「ゲンロン 大森望 SF創作講座」の授業です。担当講師は宮澤伊織先生と溝口力丸先生と大森望先生です。
【スケジュール】
1限 19:00-20:00:講義
2限 20:10-22:10:梗概講評会
3限 22:20-23:20:実作講評会
【第5課題】
「エンタメSFを考えてください」
エンターテインメント性のある小説を書くというのはつまり、面白い小説を書いて読者を楽しませるということですが、楽しさとはなんでしょうか。面白さとは、何によって保証されるのでしょうか。そして、読者とはたとえばどこの誰なのでしょうか。
小説を書き始めたばかりの人は、なかなか読者の存在にまで意識が向かないものです。この小説を読むのは誰なんだろう、誰が読むと喜んでくれるんだろう。自分はこれを、誰に読んでほしいんだろう。
ジャンルは読者に対して「だいたいこの辺の面白さを提供するよ!」と宣言する旗印です。ミステリにはミステリの、ホラーにはホラーの、SFにはSFの面白さが期待されます。
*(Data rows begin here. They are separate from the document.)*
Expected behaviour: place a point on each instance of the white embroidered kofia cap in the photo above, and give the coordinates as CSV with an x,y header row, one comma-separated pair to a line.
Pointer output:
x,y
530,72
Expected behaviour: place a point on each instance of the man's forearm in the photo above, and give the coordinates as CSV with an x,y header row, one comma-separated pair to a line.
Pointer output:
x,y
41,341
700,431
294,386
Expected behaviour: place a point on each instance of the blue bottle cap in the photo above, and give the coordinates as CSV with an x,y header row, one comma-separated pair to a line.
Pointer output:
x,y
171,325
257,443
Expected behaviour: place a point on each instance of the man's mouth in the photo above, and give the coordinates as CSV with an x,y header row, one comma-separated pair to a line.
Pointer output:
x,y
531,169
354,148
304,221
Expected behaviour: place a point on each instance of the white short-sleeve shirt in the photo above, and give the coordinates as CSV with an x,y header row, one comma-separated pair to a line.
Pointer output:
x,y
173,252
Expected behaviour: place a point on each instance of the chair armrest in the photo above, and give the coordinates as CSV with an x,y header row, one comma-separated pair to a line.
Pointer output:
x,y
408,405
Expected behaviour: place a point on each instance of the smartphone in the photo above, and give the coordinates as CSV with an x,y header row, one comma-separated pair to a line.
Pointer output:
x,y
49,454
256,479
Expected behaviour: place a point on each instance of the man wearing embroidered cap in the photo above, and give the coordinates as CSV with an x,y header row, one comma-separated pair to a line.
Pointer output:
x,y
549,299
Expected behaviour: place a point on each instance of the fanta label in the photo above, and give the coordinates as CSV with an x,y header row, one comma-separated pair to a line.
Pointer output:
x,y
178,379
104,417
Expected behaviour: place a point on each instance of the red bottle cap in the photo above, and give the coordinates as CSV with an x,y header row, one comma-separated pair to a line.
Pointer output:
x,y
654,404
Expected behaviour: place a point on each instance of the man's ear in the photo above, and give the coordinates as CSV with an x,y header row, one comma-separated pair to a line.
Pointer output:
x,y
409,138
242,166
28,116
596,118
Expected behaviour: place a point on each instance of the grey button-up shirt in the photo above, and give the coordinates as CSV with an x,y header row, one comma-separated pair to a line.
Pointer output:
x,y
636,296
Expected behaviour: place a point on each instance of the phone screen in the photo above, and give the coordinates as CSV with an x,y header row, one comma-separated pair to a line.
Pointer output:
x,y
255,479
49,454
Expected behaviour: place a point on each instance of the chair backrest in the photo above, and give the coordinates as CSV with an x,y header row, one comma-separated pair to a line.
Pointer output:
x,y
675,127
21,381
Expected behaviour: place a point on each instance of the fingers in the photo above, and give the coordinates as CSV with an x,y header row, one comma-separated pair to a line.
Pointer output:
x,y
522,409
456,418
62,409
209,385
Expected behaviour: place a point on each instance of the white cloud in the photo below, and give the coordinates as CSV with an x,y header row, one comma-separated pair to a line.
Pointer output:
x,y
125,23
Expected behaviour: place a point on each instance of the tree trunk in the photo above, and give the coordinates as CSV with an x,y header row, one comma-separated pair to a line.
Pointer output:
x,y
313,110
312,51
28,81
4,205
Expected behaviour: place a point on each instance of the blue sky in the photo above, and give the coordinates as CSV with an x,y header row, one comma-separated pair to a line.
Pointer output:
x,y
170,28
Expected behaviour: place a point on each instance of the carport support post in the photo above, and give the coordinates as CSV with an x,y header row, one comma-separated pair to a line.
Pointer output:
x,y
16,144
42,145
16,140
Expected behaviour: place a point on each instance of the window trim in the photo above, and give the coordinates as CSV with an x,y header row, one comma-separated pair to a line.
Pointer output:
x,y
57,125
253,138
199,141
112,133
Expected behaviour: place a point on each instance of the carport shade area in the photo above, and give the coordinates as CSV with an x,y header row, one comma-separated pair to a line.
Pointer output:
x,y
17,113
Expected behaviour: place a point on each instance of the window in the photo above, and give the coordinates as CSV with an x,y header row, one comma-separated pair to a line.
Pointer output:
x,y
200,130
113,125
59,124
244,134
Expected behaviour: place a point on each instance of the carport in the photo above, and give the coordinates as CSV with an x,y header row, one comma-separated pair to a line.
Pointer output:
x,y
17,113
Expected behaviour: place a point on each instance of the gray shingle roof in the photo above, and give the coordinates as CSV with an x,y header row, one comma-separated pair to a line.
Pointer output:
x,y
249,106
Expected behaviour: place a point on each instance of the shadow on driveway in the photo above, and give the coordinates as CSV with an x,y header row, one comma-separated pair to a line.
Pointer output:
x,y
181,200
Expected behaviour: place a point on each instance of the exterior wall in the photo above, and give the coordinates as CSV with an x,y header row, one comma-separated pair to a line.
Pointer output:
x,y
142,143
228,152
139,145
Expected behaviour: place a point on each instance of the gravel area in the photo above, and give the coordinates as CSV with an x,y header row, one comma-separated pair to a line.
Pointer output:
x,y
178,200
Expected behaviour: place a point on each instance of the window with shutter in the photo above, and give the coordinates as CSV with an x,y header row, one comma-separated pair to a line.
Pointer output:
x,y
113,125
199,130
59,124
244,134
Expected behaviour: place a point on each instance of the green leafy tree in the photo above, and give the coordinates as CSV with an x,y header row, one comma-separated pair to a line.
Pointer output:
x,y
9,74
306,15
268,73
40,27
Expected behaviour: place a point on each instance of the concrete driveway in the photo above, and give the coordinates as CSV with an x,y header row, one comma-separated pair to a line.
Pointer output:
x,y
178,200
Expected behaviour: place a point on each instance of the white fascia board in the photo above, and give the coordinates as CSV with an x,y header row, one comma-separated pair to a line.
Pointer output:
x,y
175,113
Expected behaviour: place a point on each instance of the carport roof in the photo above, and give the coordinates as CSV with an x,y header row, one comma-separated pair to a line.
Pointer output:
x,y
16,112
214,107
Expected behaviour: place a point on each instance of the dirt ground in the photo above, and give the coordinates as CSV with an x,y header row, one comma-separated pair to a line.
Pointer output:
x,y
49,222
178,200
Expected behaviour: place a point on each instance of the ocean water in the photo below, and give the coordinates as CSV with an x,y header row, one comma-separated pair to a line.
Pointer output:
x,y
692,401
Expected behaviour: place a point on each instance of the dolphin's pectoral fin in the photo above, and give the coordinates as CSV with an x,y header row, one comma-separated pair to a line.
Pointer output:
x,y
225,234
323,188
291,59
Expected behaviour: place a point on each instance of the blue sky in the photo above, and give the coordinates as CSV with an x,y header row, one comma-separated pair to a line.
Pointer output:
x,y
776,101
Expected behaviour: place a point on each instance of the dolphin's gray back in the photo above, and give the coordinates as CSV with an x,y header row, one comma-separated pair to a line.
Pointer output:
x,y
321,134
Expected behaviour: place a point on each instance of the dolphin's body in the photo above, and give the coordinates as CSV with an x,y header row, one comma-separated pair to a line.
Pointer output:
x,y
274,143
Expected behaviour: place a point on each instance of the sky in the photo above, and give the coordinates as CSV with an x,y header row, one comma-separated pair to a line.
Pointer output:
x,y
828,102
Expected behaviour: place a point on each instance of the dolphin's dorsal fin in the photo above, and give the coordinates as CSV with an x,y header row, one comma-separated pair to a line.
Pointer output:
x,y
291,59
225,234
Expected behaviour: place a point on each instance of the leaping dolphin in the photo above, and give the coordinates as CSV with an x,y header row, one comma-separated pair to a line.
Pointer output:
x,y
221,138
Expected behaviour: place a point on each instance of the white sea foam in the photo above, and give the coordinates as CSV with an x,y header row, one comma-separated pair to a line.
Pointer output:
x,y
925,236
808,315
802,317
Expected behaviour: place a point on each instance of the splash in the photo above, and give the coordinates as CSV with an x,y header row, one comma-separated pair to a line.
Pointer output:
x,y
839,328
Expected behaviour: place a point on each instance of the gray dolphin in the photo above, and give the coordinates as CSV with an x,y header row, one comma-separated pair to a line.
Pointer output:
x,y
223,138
ジャンルと読者を意識して、エンタメSFを考えてみてください。きっとあなたの思うSFの面白さや、曖昧だった読者の存在の輪郭が見えてくると思います。
(宮澤伊織)
宮澤伊織 Iori Miyazawa
小説家。2011年『僕の魔剣が、うるさい件について』でデビュー。2015年『神々の歩法』で第6回創元SF短編賞を受賞。『裏世界ピクニック』、『ときときチャンネル』、『ウは宇宙ヤバイのウ!』など、SF・ホラーの分野で小説を書くほか、VTuber「バーチャルワオキツネザルのワオ」として思い出したように活動する。冒険企画局に所属し、『インセイン』『シノビガミ』『サタスペ』など無電源ゲームの製作にもリプレイや世界観の執筆という形で参加している。
溝口力丸(ミックスグリーン) Rikimaru Mizoguchi
2014年早川書房に入社、SFマガジン編集部所属。2021年より同誌編集長。2025年11月より株式会社ミックスグリーン所属。担当書籍にチャック・パラニューク『ファイト・クラブ〔新版〕』(ハヤカワ文庫NV)、『ハヤカワ文庫SF総解説2000』(単行本)、柴田勝家『クロニスタ 戦争人類学者』『ニルヤの島』(ハヤカワ文庫JA)など。
大森望 Nozomi Ohmori
1961年高知生まれ。書評家・SF翻訳家・SFアンソロジスト。〈ゲンロン 大森望 SF創作講座〉主任講師。著書に『21世紀SF1000』、『新編・SF翻訳講座』、《文学賞メッタ斬り!》シリーズ(豊崎由美と共著)、《読むのが怖い!》シリーズ(北上次郎と共著)など。アンソロジーに《NOVA 書き下ろし日本SFコレクション》、《不思議の扉》の各シリーズのほか、『星雲賞SF短編傑作選 てのひらの宇宙』など。訳書にコニー・ウィリス『ブラックアウト』『オール・クリア』など多数。2013年には『NOVA』が第34回日本SF大賞特別賞を受賞。